CodePudding user response:
Assuming that colR
sits in a table other_table
, also containing colP
, you could move the whole of table_x
to the target platform.
Then run this script (I add the data in CTE-s to test the functionality, you don't need the WITH clause) :
INSERT INTO table_y
-- your input, don't use in query ...
WITH
table_x(colA,colB) AS (
SELECT 'DAVE',DATE '01-Apr-2022'
UNION ALL SELECT 'MARK',DATE '05-Jan-2021'
UNION ALL SELECT 'ROCK',DATE '10-FEB-2022'
)
,
other_table(colA,colR) AS (
SELECT 'DAVE', 10
UNION ALL SELECT 'MARK',100
UNION ALL SELECT 'ROCK',500
)
-- end of necessary input, real rest of INSERT statemen starts here
SELECT
table_x.colA
, table_x.colB
, other_table.colR
FROM table_x
JOIN other_table USING(colA)
LEFT JOIN table_y ON table_x.colA = table_y.colP
WHERE table_y.colP IS NULL;
control query:
SELECT * FROM table_y;
-- out colP | colQ | colR
-- out ------ ------------ ------
-- out DAVE | 2022-04-01 | 100
-- out MARK | 2021-01-05 | 100
-- out ROCK | 2022-02-10 | 500
CodePudding user response:
Let's just use NAME as your key variable and X and Y as the dataset names to reduce confusion.

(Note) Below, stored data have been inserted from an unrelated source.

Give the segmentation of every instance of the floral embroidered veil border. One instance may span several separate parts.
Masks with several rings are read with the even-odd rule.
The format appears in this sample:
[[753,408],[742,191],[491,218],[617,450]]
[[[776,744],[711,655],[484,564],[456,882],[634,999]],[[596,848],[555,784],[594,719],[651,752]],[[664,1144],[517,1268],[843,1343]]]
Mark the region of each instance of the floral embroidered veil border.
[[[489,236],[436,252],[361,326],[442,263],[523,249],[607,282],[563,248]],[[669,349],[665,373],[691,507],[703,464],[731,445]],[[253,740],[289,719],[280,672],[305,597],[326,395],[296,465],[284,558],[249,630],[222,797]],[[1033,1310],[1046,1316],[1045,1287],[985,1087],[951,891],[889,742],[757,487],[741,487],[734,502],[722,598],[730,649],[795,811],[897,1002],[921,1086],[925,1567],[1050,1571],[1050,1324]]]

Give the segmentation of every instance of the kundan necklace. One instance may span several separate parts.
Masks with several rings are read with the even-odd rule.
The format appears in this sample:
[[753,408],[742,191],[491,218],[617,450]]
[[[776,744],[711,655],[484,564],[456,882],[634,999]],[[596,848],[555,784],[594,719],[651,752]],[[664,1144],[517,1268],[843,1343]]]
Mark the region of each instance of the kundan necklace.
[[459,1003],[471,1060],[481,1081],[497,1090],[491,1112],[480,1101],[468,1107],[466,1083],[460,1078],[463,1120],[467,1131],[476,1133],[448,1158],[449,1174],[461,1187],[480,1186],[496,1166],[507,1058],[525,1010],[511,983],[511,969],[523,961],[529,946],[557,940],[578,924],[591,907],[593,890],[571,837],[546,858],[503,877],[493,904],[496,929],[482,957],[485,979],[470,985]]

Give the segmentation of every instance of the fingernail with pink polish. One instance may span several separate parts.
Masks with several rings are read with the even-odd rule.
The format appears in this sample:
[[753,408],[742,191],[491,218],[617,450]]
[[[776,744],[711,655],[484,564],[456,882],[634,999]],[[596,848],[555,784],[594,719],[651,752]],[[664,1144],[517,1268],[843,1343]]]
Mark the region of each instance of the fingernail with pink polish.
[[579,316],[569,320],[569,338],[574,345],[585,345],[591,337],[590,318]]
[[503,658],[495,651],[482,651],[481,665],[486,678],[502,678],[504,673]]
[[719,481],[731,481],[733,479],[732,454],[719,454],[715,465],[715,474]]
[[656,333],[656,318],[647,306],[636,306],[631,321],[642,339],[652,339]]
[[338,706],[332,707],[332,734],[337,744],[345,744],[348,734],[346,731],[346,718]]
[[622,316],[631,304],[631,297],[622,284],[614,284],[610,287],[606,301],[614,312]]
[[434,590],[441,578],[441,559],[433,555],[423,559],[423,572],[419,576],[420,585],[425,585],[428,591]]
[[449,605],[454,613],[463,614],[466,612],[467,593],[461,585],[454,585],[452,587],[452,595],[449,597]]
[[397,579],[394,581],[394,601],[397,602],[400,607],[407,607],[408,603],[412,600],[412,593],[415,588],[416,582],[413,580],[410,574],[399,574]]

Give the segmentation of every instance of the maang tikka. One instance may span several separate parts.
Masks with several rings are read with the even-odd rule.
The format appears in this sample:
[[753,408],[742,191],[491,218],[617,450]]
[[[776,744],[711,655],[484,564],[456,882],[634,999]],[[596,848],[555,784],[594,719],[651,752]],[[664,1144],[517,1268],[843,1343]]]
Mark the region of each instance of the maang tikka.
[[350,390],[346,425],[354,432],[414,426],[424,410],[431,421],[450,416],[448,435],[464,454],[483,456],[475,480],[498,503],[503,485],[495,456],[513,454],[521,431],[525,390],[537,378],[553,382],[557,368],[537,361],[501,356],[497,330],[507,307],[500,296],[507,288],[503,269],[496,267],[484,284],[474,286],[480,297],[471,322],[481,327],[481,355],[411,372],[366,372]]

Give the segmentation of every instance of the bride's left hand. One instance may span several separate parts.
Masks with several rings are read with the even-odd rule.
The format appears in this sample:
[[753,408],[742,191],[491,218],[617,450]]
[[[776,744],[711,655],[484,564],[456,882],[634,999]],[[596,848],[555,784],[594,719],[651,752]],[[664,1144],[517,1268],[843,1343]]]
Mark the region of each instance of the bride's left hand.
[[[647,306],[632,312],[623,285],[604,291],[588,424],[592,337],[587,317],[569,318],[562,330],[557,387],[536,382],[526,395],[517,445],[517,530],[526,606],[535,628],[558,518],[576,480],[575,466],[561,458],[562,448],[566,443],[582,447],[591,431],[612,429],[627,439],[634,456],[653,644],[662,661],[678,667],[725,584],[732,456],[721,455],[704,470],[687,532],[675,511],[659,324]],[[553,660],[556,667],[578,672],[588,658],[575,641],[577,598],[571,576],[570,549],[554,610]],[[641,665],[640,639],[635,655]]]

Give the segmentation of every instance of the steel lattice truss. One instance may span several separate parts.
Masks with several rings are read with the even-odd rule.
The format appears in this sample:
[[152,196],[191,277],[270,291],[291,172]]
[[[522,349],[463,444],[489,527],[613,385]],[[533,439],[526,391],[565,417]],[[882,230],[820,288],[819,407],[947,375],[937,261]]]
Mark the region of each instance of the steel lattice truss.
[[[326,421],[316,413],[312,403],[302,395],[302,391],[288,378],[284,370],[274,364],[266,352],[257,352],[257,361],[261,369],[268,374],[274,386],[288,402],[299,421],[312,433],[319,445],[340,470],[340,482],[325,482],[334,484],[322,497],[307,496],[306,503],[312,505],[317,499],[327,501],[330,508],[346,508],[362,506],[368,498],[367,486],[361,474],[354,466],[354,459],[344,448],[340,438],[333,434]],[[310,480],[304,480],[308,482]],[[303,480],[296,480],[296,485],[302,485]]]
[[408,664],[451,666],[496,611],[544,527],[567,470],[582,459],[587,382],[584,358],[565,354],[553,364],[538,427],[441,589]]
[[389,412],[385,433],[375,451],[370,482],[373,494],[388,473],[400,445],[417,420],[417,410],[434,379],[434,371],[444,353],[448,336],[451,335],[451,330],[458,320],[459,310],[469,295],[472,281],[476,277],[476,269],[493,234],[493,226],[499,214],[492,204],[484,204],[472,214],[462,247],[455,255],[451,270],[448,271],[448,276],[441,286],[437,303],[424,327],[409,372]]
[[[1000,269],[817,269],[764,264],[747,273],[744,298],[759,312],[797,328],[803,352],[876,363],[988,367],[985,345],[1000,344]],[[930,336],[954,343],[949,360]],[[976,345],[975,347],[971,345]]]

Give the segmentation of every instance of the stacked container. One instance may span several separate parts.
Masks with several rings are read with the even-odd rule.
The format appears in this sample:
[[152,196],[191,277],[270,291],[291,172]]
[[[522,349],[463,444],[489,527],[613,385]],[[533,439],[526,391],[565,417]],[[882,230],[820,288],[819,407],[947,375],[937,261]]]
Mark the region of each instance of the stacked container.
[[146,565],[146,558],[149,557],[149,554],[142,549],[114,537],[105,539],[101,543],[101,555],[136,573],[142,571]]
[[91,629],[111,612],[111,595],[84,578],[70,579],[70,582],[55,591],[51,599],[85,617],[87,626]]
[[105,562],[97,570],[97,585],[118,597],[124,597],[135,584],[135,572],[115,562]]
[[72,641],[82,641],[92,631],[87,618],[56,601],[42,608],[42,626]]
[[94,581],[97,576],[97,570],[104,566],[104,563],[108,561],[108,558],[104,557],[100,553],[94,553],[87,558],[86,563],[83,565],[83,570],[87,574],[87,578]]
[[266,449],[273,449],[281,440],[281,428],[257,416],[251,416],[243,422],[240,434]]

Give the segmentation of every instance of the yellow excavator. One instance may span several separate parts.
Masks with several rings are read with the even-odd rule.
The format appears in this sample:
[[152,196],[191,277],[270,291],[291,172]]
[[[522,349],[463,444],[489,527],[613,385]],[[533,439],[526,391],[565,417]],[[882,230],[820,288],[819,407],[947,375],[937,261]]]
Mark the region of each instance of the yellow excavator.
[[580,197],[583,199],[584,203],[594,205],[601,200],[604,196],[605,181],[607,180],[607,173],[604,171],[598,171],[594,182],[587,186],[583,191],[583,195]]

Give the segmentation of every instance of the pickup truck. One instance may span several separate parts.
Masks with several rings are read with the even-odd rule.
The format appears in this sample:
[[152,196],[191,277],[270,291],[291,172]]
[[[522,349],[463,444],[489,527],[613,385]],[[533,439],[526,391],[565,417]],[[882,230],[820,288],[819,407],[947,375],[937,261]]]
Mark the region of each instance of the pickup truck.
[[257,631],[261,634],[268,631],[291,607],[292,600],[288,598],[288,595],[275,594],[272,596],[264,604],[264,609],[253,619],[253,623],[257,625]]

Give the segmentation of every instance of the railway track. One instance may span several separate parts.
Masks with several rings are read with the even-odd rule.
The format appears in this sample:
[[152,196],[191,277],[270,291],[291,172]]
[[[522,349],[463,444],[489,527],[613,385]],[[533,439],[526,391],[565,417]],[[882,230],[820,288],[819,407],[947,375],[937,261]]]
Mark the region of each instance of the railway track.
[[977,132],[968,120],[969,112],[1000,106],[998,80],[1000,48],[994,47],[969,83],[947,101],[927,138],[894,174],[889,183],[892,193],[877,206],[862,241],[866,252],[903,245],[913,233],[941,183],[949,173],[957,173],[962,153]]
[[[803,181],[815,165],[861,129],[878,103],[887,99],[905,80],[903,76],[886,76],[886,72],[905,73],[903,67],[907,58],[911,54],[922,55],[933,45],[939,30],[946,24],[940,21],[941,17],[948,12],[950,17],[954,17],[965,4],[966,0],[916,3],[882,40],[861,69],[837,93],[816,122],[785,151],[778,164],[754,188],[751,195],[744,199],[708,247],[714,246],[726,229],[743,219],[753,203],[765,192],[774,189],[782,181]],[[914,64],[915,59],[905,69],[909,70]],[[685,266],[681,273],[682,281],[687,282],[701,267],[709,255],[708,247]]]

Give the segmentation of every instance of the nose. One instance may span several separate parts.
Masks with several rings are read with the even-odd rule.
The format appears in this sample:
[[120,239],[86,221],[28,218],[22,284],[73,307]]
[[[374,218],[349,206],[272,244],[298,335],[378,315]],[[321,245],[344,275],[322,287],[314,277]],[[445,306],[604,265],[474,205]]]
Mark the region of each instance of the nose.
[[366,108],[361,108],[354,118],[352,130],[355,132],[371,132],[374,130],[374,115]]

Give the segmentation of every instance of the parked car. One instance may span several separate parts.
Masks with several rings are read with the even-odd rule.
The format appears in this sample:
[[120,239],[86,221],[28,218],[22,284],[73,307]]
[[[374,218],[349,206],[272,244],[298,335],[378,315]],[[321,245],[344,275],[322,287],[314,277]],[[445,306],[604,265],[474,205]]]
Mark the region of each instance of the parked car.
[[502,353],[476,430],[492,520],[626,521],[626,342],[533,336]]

Sounds like you just want to get the list of values of NAME that are in X but not in Y. Easy enough in any flavor of SQL.
proc sql;
create table new as
select distinct name from X
except
select name from Y
;
quit;
Or if X and Y are already sorted by NAME then a simple data step will do.
data new;
merge x(in=inx) y(in=iny);
by name;
if inx and not iny and firt.name then output;
keep name;
run;
Once you have that list you could upload it into your remote database and use it to drive the query to select those new observations to append to Y. Or if the list is small enough you could use the dataset to generate a macro variable that you could use to generate a WHERE clause in your remote query to just select those values.
Once you have downloaded the new data you could use PROC APPEND to add it to your existing Y dataset. So if your new observations were downloaded into a dataset named NEWY then you could run a step like this:
proc append base=Y data=NEWY;
run;